Air merupakan 80% dari otak dan adalah unsur esensial untuk menjalankan fungsinya. Hidrasi yang tidak cukup  mempunyai implikasi nyata pada kesehatan jiwa. Efek awal dari  dehidrasi ringan mempengaruhi perasaan nyaman, kinerja dan pembelajaran dan untuk jangka panjang menyebabkan resiko lebih tinggi pada sejumlah masalah kesehatan. Sebagai contoh, gejala awal dehidrasi kurang istirahat dan perilaku pemarah, lemah dan rasa sakit. Gejala yang lebih parah diantaranya:  tekanan darah rendah, pingsan, kontraksi otot di  lengan, kaki, perut dan punggung, kejang dan gagal jantung.

 

  1. Karbohidrat komplek

Otak berjalan dengan bahan bakar glukosa, menggunakan nutrien ini lebih banyak dibanding organ lain manapun dalam tubuh. Glukosa diperoleh dari karbohidrat yang diubah menjadi glukosa di pencernaan dan dikirimkan ke otak dan sel-sel pada bagian lain dari tubuh. Karbohidrat kompleks lebih baik untuk bahan bakar otak dibanding karbohidrat sederhana, karena karbohidrat kompleks melepaskan glukosa lebih lambat sehingga otak  menerima arus bahan bakar yang lebih stabil dan konsisten untuk berfungsi.

 

  1. Protein

Otak dan sistem syaraf dibangun oleh lebih dari 100 milyar sel otak yang disebut neuron. Komunikasi diantara neuron-neuron ini memungkinkan otak bekerja, komunikasi dilakukan dalam bentuk elektrik atau sinyal kimia diantara sel-sel otak, menggunakan suatu proses yang unik dan kompleks untuk memudahkan lalu lintas informasi di sepanjang sistem syaraf. Senyawa kimia yang membawa isyarat disebut neurotransmiter. Ketika suatu neurotransmiter kimia dilepaskan, ia merangsang sel target, yang kemudian melanjutkan proses pensinyalan. Setelah pekerjaan  selesai, neurotransmiter diserap oleh sel lepas atau dihancurkan oleh suatu enzim. Ada lebih dari seratus neurotransmiter kimia pada sistem syaraf, beberapa terdistribusi menyebar dan beberapa terpusat hanya di bagian-bagian sel saraf spesifik. Semua melaksanakan peranan spesifik dalam fungsi  sistem syaraf – termasuk pada suasana hati, tidur, fungsi motor dan meredakan nyeri.

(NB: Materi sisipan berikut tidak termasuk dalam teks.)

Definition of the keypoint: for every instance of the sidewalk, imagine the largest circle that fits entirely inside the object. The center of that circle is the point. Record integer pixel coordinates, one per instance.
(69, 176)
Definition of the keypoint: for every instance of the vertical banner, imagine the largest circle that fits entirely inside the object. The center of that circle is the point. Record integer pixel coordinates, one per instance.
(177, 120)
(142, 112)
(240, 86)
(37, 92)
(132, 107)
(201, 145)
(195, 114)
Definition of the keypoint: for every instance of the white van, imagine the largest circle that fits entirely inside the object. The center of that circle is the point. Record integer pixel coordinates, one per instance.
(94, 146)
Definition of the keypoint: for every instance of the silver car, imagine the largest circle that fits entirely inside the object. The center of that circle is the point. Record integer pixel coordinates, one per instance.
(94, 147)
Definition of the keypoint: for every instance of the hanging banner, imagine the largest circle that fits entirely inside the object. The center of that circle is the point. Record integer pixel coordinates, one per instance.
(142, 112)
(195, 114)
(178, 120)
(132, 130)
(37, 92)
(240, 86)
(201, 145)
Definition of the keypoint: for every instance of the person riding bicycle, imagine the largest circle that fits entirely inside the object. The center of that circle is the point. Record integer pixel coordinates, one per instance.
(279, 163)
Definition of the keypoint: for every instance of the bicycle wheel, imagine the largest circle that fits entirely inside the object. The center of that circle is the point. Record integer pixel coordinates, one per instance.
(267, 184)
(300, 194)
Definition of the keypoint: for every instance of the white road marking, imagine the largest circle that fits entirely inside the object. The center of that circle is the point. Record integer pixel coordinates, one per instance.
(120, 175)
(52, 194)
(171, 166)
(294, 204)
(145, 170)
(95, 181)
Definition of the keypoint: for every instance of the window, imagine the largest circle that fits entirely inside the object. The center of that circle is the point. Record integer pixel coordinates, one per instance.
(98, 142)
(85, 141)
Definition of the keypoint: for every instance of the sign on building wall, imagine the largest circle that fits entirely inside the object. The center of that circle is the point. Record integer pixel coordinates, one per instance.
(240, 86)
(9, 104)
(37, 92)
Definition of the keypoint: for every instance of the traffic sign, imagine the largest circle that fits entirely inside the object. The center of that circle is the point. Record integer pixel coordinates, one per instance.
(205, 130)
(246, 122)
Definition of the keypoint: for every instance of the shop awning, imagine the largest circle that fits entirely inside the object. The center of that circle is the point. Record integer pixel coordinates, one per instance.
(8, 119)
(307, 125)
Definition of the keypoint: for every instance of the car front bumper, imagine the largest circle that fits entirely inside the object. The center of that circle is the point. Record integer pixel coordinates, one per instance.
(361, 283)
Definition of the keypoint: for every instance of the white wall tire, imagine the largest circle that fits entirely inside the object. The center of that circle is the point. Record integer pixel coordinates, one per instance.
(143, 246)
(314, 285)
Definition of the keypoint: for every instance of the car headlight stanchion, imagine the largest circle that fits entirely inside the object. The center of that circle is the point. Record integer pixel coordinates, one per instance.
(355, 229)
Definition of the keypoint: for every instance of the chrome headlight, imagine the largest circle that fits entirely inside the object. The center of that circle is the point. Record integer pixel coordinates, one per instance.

Kebanyakan neurotransmiter dibuat dalam otak, terbuat dari berbagai macam senyawa kimia yang dikenal sebagai prekursor neurotransmiter. Jika prekursor tidak tersedia, otak tidak akan mampu menciptakan neurotransmiter. Prekursor neurotransmiter berasal dari asam amino. Suatu defisiensi pada asam amino tertentu mungkin menyebabkan perasaan seseorang depresi, bersikap apatis, tanpa motivasi dan tidak bisa santai. Ada beberapa jenis asam amino, banyak diantaranya dibuat di dalam tubuh. Tetapi, ada sejumlah asam amino  disebut sebagai “asam amino esensial” yang harus diperoleh dari diet dan tidak bisa dibuat oleh tubuh. Beberapa asam amino esensial adalah: leusina, fenilalanina, lisina dan triptofan. Yang lain, seperti tirosina, dipertimbangkan sebagai conditionally essensial karena, meskipun dapat dibuat di otak, sumber asam amnno tirosina dari makanan masih diperlukan untuk memastikan kecukupan pasokannya.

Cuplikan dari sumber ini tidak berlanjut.